Vereadora Laudecy Coimbra repudia ação que descriminaliza o aborto

  • 07/Ago/2018 18h02
    Atualizado em: 07/Ago/2018 às 18h05).
Vereadora Laudecy Coimbra repudia ação que descriminaliza o aborto Foto: Divulgação

A vereadora Laudecy Coimbra apresentou à Mesa Diretora da Câmara de Palmas Moção de Repúdio contra a Ação de Descumprimento de Preceito Fundamental – ADFP 442, que está em discussão no Supremo Tribunal Federal (STF), que tem por intuito a descriminalização do aborto até a 12ª semana de gestação.

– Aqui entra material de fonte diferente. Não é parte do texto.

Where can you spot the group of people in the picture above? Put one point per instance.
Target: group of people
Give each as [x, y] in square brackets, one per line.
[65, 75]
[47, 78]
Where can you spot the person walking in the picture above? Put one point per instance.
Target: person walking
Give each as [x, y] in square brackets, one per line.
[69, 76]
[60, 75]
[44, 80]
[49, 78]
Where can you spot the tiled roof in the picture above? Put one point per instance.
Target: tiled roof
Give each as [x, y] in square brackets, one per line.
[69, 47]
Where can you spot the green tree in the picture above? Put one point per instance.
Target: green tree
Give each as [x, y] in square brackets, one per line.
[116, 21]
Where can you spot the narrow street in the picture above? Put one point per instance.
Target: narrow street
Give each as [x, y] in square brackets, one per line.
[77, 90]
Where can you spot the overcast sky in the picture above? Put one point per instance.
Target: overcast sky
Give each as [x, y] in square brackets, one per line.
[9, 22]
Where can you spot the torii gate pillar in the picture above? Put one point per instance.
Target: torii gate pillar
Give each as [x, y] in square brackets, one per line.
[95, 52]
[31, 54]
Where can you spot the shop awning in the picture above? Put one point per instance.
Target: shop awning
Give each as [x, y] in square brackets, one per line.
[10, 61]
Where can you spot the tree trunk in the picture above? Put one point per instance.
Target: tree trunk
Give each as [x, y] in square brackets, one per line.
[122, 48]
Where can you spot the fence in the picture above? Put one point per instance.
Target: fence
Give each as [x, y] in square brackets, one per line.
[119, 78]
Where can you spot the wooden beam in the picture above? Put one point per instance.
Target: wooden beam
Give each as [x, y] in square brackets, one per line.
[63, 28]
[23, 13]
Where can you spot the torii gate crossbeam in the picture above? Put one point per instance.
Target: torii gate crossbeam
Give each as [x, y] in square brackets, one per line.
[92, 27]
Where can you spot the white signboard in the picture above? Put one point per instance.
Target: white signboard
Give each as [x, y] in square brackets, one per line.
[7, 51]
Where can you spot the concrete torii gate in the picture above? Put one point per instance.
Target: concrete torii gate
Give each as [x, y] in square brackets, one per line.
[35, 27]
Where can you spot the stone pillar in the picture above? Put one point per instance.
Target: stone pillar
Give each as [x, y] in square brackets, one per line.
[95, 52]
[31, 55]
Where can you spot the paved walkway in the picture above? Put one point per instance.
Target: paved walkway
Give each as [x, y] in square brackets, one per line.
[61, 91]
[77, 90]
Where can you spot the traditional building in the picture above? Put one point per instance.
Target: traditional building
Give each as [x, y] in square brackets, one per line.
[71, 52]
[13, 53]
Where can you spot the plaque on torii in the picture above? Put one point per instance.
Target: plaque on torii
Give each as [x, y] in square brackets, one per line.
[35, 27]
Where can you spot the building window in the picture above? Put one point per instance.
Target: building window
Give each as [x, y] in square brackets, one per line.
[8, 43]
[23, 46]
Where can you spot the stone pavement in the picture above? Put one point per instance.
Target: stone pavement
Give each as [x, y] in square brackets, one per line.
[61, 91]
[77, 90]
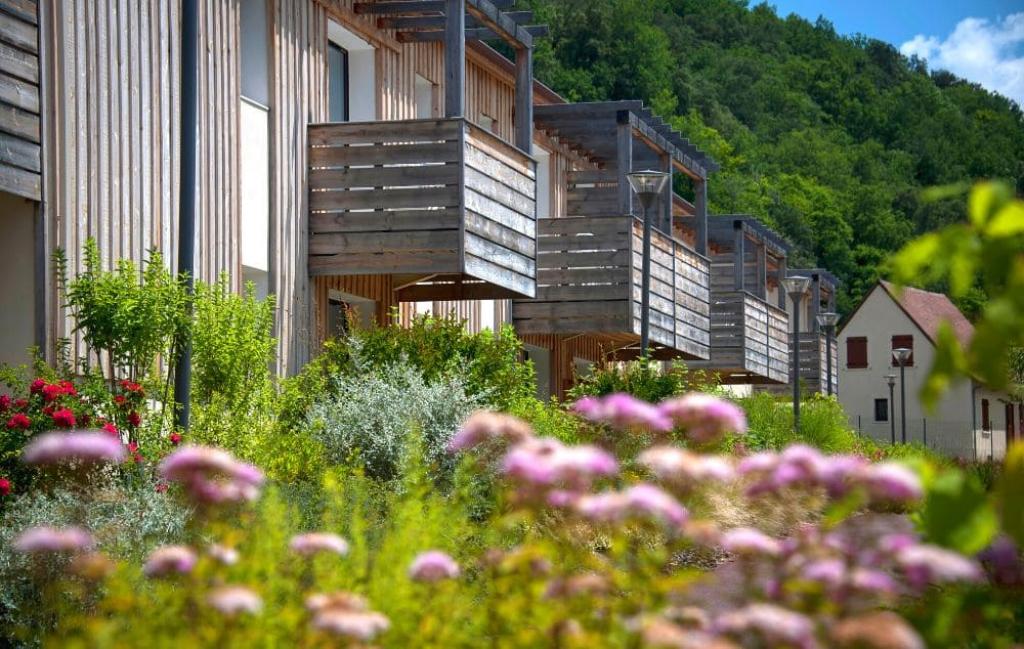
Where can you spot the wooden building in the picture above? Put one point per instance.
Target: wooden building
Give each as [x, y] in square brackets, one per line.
[590, 258]
[750, 329]
[820, 297]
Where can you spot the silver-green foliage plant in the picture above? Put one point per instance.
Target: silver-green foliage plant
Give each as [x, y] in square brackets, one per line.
[127, 519]
[368, 419]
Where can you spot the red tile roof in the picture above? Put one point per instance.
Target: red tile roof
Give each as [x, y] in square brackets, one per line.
[928, 310]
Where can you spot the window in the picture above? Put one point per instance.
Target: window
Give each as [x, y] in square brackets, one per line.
[856, 352]
[337, 70]
[881, 409]
[903, 342]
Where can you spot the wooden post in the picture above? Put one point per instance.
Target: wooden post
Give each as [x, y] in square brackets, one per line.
[700, 203]
[625, 162]
[781, 286]
[455, 58]
[666, 216]
[815, 302]
[738, 254]
[524, 98]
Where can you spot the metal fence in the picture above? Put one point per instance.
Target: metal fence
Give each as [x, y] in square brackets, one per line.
[953, 438]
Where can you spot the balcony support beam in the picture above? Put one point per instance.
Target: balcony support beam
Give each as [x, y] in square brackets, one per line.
[455, 58]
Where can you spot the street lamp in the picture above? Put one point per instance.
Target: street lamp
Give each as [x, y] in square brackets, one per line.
[796, 286]
[648, 186]
[891, 380]
[826, 320]
[902, 354]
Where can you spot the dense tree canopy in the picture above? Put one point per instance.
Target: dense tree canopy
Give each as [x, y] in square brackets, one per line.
[829, 139]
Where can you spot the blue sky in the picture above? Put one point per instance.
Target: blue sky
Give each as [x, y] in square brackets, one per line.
[980, 40]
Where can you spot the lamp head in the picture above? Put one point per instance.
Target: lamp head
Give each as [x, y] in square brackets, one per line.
[647, 185]
[827, 319]
[902, 354]
[796, 286]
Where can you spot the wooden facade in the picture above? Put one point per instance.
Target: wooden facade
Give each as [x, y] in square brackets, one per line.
[750, 327]
[444, 207]
[20, 129]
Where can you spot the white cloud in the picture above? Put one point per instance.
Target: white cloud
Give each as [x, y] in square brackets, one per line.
[980, 50]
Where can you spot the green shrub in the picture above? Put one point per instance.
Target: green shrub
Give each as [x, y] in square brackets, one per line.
[367, 419]
[643, 379]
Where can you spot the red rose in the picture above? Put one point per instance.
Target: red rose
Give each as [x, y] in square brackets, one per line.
[19, 421]
[64, 418]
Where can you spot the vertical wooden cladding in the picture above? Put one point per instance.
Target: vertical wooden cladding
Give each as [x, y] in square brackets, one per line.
[112, 132]
[298, 96]
[20, 163]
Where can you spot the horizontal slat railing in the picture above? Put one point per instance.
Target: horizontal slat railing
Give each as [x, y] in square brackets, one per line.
[422, 197]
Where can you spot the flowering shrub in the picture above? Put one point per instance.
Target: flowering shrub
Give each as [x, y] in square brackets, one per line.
[585, 550]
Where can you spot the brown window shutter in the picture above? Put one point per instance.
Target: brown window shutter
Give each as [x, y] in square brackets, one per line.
[903, 342]
[856, 352]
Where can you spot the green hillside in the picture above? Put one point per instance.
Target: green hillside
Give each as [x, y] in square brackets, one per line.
[827, 138]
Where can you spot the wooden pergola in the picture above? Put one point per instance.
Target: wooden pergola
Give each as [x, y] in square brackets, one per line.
[625, 136]
[455, 22]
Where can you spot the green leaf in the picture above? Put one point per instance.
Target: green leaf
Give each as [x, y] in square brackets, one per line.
[957, 514]
[1009, 493]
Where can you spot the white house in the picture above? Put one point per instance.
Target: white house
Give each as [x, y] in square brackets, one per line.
[971, 421]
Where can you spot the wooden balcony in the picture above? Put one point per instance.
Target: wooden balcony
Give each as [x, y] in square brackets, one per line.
[750, 340]
[589, 282]
[443, 206]
[813, 368]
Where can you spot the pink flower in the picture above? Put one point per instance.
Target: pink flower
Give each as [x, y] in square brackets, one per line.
[705, 418]
[223, 554]
[211, 475]
[483, 426]
[19, 421]
[313, 543]
[169, 560]
[64, 418]
[47, 539]
[74, 448]
[623, 412]
[750, 542]
[681, 467]
[231, 600]
[891, 482]
[433, 566]
[775, 624]
[931, 564]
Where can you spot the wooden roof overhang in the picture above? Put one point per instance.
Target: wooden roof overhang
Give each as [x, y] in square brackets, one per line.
[592, 128]
[425, 20]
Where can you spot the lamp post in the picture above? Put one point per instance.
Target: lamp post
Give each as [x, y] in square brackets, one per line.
[902, 354]
[891, 380]
[826, 320]
[796, 286]
[647, 185]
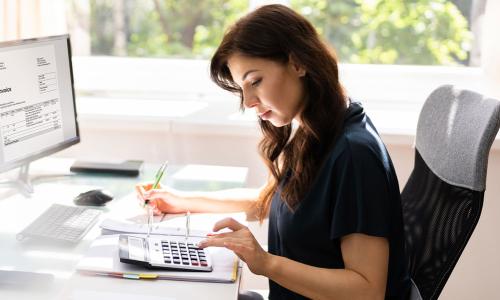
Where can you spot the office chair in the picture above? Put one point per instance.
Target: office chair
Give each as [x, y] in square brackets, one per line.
[443, 197]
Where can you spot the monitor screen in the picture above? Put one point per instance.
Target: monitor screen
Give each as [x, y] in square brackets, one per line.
[37, 100]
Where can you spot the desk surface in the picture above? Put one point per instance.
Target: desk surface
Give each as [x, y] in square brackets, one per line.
[17, 211]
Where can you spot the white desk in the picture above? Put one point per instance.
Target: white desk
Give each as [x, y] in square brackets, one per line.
[17, 211]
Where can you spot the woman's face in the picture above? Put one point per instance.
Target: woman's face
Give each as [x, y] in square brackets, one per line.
[273, 89]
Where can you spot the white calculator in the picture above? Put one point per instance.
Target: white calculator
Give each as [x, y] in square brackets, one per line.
[164, 252]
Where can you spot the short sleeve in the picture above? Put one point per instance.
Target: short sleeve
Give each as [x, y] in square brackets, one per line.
[361, 192]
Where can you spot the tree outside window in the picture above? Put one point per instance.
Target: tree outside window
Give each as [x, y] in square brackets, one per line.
[417, 32]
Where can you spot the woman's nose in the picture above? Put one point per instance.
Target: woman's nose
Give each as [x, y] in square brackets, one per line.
[249, 100]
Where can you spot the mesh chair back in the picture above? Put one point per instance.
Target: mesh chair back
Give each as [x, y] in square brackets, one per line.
[443, 197]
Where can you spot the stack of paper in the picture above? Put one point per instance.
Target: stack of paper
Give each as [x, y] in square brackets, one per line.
[102, 259]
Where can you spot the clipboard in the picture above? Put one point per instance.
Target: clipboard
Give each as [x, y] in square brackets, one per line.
[102, 259]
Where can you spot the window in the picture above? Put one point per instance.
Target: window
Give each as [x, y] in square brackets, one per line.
[423, 32]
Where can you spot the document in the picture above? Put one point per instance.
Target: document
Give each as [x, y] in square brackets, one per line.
[102, 259]
[30, 108]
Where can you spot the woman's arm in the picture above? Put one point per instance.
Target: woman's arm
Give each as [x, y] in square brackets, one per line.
[166, 200]
[365, 260]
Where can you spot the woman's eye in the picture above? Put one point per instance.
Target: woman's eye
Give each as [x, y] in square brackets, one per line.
[256, 82]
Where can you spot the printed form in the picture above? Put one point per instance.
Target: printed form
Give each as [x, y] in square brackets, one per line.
[30, 108]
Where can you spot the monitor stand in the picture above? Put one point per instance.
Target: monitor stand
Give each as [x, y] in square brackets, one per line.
[22, 182]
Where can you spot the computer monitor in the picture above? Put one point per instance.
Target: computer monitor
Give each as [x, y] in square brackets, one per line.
[37, 102]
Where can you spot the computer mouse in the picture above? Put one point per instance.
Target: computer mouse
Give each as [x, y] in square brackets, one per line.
[93, 198]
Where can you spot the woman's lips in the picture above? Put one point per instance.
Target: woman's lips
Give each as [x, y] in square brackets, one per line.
[265, 116]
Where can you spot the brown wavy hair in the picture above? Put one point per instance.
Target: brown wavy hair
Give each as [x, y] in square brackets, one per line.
[278, 33]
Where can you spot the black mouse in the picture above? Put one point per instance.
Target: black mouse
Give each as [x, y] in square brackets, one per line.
[93, 198]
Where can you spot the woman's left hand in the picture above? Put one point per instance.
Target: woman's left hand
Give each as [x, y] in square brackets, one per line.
[242, 242]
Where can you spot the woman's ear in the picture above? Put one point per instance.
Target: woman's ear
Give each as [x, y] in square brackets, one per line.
[296, 67]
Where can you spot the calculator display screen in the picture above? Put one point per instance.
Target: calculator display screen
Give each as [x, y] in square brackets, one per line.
[136, 248]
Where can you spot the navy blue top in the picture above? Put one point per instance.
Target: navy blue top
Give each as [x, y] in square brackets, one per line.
[356, 191]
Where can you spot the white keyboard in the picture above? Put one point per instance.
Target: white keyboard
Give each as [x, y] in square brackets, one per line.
[61, 223]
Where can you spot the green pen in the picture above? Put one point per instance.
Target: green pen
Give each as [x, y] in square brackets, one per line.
[158, 176]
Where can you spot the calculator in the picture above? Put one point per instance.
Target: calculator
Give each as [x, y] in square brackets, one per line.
[164, 252]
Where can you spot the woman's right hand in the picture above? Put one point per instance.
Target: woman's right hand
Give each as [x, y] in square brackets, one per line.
[162, 200]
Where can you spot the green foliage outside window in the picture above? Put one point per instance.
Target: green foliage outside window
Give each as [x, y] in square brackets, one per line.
[422, 32]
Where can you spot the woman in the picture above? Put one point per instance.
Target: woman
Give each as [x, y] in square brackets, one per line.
[333, 203]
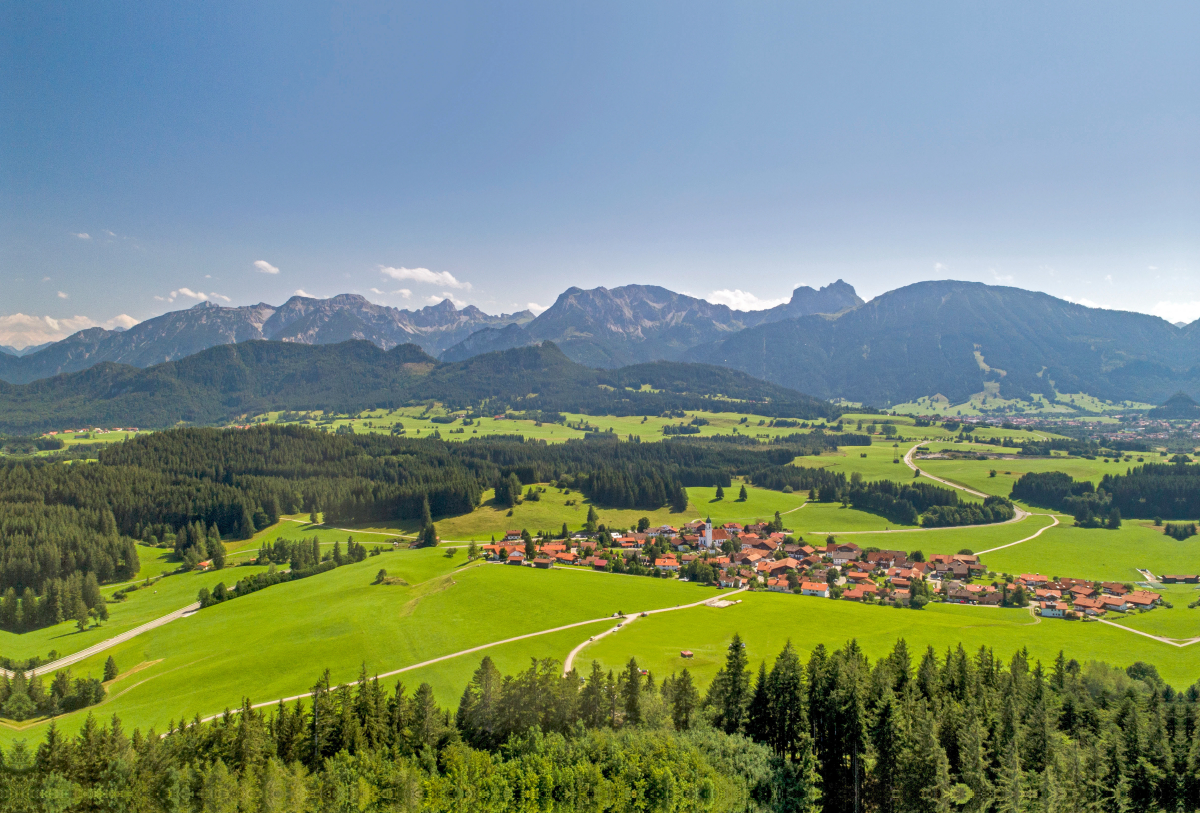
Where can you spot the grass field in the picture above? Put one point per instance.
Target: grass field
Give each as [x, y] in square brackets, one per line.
[551, 511]
[415, 422]
[990, 403]
[1176, 621]
[141, 606]
[766, 621]
[275, 643]
[976, 473]
[1098, 553]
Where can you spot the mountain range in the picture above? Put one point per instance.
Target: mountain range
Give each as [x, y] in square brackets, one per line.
[948, 337]
[231, 380]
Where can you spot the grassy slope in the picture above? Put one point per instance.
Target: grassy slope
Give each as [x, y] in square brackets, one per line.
[1098, 553]
[766, 621]
[165, 596]
[274, 643]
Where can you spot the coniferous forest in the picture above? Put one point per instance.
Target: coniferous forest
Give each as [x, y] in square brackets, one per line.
[1169, 491]
[837, 734]
[65, 528]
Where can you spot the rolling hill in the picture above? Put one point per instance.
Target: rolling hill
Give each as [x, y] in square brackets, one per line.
[229, 380]
[954, 337]
[301, 319]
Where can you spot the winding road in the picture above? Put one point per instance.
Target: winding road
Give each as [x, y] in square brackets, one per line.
[75, 657]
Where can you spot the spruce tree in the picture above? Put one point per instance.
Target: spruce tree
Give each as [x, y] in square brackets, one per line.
[631, 693]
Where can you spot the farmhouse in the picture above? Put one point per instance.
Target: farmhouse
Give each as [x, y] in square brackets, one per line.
[815, 589]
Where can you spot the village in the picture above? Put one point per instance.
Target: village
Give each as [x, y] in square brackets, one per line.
[765, 556]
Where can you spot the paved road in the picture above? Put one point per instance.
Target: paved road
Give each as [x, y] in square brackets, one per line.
[478, 649]
[75, 657]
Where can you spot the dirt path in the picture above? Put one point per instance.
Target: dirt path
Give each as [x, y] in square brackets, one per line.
[479, 649]
[1173, 642]
[629, 619]
[1033, 536]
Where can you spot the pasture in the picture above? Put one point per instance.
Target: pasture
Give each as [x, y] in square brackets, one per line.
[275, 643]
[766, 621]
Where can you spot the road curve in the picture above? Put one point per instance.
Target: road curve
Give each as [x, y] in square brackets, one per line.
[75, 657]
[468, 651]
[628, 619]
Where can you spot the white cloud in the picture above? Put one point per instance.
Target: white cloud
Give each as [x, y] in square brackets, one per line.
[21, 330]
[445, 295]
[443, 278]
[742, 300]
[1173, 312]
[400, 291]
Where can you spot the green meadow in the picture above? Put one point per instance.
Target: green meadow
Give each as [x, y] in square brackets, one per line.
[163, 596]
[274, 643]
[1101, 554]
[766, 621]
[976, 474]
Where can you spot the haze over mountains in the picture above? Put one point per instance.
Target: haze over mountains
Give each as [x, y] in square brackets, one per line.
[933, 337]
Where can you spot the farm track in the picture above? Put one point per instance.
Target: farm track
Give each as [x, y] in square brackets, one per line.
[75, 657]
[481, 648]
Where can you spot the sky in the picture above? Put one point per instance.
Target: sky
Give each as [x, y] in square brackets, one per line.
[157, 155]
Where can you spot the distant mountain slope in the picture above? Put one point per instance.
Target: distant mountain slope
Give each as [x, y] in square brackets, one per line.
[228, 380]
[631, 324]
[490, 339]
[300, 319]
[953, 337]
[1176, 408]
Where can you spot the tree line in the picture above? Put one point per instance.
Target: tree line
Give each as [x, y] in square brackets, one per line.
[1163, 491]
[834, 733]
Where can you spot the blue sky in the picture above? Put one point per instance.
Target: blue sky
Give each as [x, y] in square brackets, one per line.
[501, 152]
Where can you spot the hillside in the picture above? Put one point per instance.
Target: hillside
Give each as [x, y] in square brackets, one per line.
[225, 381]
[612, 327]
[301, 319]
[954, 337]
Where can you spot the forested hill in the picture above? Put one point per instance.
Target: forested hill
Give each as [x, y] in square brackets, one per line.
[953, 337]
[225, 381]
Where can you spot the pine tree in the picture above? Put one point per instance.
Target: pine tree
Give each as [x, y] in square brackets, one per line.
[684, 698]
[631, 693]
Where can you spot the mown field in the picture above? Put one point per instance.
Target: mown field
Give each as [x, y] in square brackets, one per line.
[417, 422]
[141, 606]
[274, 643]
[766, 621]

Laudecy propôs à Mesa que a Moção seja inserida nos anais da Câmara e encaminhada à presidente do STF, ministra Cármen Lúcia e aos demais ministros daquela Corte, bem como ao presidente do Congresso Nacional, senador Eunício Oliveira, para que seja distribuída a todos os membros das casas legislativas federais.

Para Laudecy, a ADPF 442, apresentada pelo Partido Socialismo e Liberal (PSOL), é uma tentativa do partido de “aprovar pela via judicial o aborto de bebês de até doze semanas de gestação, ou seja, esta ação judicial quer liberar indiscriminadamente a realização do aborto e assassinato de crianças indefesas no ventre materno, declarando a inconstitucionalidade dos artigos 124 e 126 do código penal brasileiro, que criminaliza homicídios de crianças no ventre materno, contrariando a vontade esmagadora da maior parte da população brasileira, que é contrária ao aborto no Brasil, conforme pesquisa publicada em 2014 pelo Instituto Paraná de Pesquisa, onde 78,2% das mulheres são contraria ao direito do aborto, bem como em 2016 pelo IBOPE , que estampou robustamente que 79% dos eleitores são contra o aborto”. Argumenta.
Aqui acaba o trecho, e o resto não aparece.